So that the manner in which the above recited features of the present invention can be understood in detail, a more particular description of the invention, briefly summarized above, may be had by reference to embodiments, some of which are illustrated in the appended drawings. It is to be noted, however, that the appended drawings illustrate only typical embodiments of this invention and are therefore not to be considered limiting of its scope, for the invention may admit to other equally effective embodiments.

FIG. 1. is a trellis diagram;

FIG. 2 shows states of the trellis;

FIG. 3 shows an expanded version of transition between one time instant to another;

FIG. 4 is an exemplary generic flow chart for a method of decoding;

FIG. 5. is an exemplary diagram depicting a method for reversing the addition and subtraction;

FIG. 6 shows an exemplary diagram depicting a method for perform parallelism;

FIG. 7 is a depiction often used for a trellis stage; and

FIG. 8 depicts a register ordering for bringing in inner and outer loops.

DETAILED DESCRIPTION

The decoding algorithm consists of a series of 2 loops the first of which may contain an inner loop. The second loop maybe a single loop which may be repeated a second time in some versions of the algorithm. The generic flow chart is shown in FIG. 4. (=, ==, &, && have their ANSI-C definitions).

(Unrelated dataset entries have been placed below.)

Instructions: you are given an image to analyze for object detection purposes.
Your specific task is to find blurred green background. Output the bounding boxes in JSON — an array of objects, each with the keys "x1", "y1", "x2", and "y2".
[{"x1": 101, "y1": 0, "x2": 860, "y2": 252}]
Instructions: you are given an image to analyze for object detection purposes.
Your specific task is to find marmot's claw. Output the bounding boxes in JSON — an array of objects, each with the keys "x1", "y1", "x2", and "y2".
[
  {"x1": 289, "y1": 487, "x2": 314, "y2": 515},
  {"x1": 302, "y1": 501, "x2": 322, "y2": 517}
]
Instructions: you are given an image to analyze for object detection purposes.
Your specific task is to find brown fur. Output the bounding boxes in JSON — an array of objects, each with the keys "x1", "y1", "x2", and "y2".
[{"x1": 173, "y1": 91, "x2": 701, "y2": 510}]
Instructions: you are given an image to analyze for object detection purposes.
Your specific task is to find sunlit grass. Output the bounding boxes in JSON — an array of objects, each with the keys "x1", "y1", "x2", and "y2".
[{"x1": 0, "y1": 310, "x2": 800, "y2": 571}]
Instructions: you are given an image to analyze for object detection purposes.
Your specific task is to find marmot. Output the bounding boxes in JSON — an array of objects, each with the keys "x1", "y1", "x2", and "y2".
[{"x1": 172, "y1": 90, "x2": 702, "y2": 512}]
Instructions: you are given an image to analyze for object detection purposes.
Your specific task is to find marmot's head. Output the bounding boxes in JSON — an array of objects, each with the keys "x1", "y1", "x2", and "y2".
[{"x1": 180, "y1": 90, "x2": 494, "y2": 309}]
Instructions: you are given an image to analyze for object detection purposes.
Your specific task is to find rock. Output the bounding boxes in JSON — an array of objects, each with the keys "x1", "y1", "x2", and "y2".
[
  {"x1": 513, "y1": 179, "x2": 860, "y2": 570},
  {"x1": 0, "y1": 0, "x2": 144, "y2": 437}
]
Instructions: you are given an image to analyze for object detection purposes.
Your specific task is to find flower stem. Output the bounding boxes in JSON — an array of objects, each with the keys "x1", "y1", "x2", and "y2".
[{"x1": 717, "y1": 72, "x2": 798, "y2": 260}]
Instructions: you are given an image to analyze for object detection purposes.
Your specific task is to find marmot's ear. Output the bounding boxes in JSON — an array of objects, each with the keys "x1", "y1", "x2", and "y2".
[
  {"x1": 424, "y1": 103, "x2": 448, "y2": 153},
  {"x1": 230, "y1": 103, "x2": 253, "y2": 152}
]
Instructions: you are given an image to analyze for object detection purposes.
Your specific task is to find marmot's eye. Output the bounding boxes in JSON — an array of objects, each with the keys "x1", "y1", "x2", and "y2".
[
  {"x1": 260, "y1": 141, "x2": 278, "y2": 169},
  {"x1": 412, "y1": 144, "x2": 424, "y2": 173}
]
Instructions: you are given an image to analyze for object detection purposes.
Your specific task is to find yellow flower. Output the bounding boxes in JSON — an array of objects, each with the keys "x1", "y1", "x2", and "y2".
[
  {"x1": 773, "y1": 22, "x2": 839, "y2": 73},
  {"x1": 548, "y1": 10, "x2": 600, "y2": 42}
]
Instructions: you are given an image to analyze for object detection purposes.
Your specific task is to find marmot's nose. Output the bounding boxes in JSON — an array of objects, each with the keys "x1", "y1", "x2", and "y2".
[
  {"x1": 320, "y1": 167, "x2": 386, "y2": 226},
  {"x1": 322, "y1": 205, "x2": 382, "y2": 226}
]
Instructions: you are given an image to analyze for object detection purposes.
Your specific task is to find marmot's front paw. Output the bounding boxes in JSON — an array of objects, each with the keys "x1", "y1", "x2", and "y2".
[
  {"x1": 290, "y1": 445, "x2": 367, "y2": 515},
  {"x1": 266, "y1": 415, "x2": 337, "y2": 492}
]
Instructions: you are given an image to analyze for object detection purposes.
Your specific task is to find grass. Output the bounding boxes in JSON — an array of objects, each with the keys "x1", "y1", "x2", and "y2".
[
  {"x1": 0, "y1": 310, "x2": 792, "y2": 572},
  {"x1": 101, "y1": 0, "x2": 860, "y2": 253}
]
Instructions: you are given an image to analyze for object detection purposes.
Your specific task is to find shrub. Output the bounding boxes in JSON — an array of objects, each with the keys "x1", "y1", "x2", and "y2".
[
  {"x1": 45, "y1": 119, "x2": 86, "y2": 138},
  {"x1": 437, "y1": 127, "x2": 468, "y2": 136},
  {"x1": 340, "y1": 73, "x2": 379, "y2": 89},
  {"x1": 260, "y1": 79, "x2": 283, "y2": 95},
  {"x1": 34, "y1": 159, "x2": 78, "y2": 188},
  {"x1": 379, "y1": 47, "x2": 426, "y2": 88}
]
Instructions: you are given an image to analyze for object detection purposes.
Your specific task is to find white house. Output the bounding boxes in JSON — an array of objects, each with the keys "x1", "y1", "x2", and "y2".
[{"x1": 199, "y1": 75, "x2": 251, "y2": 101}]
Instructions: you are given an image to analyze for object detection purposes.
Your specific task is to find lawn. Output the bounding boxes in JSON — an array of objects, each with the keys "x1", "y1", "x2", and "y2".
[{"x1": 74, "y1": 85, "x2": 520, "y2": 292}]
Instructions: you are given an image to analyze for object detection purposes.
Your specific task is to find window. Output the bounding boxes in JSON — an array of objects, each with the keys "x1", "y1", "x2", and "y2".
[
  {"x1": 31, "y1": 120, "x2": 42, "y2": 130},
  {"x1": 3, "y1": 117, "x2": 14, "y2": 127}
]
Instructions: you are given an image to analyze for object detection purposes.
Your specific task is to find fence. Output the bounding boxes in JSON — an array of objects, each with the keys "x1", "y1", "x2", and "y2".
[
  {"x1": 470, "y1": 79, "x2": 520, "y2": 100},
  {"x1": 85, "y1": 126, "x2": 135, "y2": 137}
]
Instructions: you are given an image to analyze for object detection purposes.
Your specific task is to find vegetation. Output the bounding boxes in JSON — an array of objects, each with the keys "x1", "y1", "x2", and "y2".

However the core of the algorithm consists of the two loops highlighted in blue and green. The loop 1 is commonly called the “forward” loop and the loop 2 the “trace-back” loop. There are variations on the InitialState and CurrentState variables but these do not concern this invention, there is also a variation where the initial state is based on the input data, this is known as tail-biting, but again this does not concern this invention. Data is typically encoded with a coder or length 6 or 8.

1). If data is coded with a coder of length 6. N=64, Tail=6 TailConst=63.
2). If data is coded with a coder of length 8. N=256, Tail=8 TailConst=255.
3). In all cases Symbols is the length of the original data encoded in bits.

The Viterbi Butterfly algorithm works on 2 sequential states at a time adding a pre-determined “distance” to 1 value whilst subtracting it from the other value. It then selects the maximum of the two results and outputs a decision bit as to which was the maximum. It makes a second output for a second maximum and a second decision by reversing the addition and subtraction, as shown in FIG. 5. The complete form is shown on the left, whilst a simplified representation commonly known as the “Radix-2 Viterbi Butterfly” is shown on the right.

Traditionally in a DSP this building block is implemented with traditional separate add, sub, max and cmp instructions. In later DSP's with the advent of SIMD (Single Instruction Multiple Data) it became possible to do some parallelism by either paralleling the adds, subs, maxs and cmps into add2's sub2's max2's and cmp2's or by creating additional instructions like addsub to pair an add or subtract or even ACS (add, compare select) instructions, but the finite data-word length and the need for around 16 bits of precision has limited the ability of instructions to perform bigger blocks.

With the advent of wider data paths and registers in the newest processors, and TI's proposed proton accelerator which has 64-bit registers, and 128-bit register pairs it is obvious that more channels can be paralleled. At 16 bits per state variable and 128-bits per register it is now possible to input 8 states at a time. The obvious extension is therefore to parallel up 4 “butterflys”.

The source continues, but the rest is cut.